Restore test script:

#!/bin/bash
set -e

# Restore to a test instance
pgbackrest --stanza=main restore \
    --pg1-path=/var/lib/postgresql/test_restore \
    --target-exclusive \
    --target=latest

# Start the test instance on a different port
postgres -D /var/lib/postgresql/test_restore -p 5433 &

# Wait for startup
until pg_isready -p 5433; do sleep 1; done

# Verify critical data
psql -p 5433 -d mydb -c "SELECT COUNT(*) FROM orders;" | grep -q "[0-9]"
psql -p 5433 -d mydb -c "SELECT max(created_at) FROM orders;"

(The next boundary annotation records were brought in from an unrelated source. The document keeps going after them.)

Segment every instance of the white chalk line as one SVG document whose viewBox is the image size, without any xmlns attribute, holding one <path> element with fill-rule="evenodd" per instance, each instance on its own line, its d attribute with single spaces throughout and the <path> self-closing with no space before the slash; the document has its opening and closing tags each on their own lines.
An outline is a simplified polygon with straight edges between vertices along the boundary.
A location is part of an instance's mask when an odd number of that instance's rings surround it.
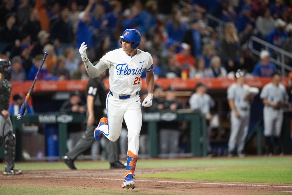
<svg viewBox="0 0 292 195">
<path fill-rule="evenodd" d="M 75 178 L 76 179 L 93 179 L 93 180 L 117 180 L 121 181 L 122 179 L 115 179 L 114 178 L 107 178 L 105 177 L 79 177 L 64 176 L 53 176 L 51 175 L 32 175 L 35 177 L 49 177 L 52 178 Z M 292 188 L 292 186 L 273 185 L 262 185 L 260 184 L 230 184 L 228 183 L 207 183 L 204 182 L 178 182 L 170 181 L 160 181 L 158 180 L 138 180 L 138 181 L 145 182 L 162 182 L 163 183 L 171 183 L 177 184 L 206 184 L 208 185 L 218 185 L 227 186 L 261 186 L 264 187 L 280 187 L 286 188 Z"/>
</svg>

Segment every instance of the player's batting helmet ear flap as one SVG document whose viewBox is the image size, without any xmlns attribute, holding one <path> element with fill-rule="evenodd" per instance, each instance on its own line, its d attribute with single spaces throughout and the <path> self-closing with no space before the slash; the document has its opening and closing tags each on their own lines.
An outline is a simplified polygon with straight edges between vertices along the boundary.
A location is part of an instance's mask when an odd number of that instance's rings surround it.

# Verify WAL applied (check that recent transactions are present)
psql -p 5433 -d mydb -c "SELECT id FROM orders ORDER BY id DESC LIMIT 1;"

echo "Restore test passed"

# Cleanup
pg_ctl stop -D /var/lib/postgresql/test_restore
rm -rf /var/lib/postgresql/test_restore

Run this in CI or as a scheduled job. The 30 minutes this takes each month is cheap compared to discovering your backup is broken during an actual disaster.

The 3-2-1 Rule

Apply the 3-2-1 backup rule to Postgres:

  • 3 copies of the data
  • 2 different storage media
  • 1 offsite copy

In practice:

  • Copy 1: The live database
  • Copy 2: A hot standby (streaming replication)
  • Copy 3: WAL archives and base backups in cloud object storage (S3, GCS)

The standby gives you fast failover (RTO in minutes). The cloud backup gives you PITR and protection against logical corruption and catastrophic datacenter failures.

Monitoring Backup Health

Critical metrics to alert on:

-- Is WAL archiving working?
-- (Check pg_stat_archiver)
SELECT archived_count, last_archived_wal, last_archived_time,
       failed_count, last_failed_wal, last_failed_time
FROM pg_stat_archiver;

Alert if:

  • last_archived_time is more than 5 minutes old
  • failed_count increased since the last check
  • Base backup hasn’t run in the configured interval
  • Backup storage usage is growing unexpectedly

pgBackRest has built-in check and verify commands:

pgbackrest --stanza=main check  # Verify archiving is working
pgbackrest --stanza=main verify  # Verify backup files are intact

Backup and recovery is the insurance policy for everything in this book. You can optimize performance, harden security, and design elegant schemas — but without working backups, a single hardware failure or operator error can erase it all. Invest in your backup strategy proportionally to the value of your data. For almost any production system, that means WAL archiving, regular base backups to offsite storage, and tested restores.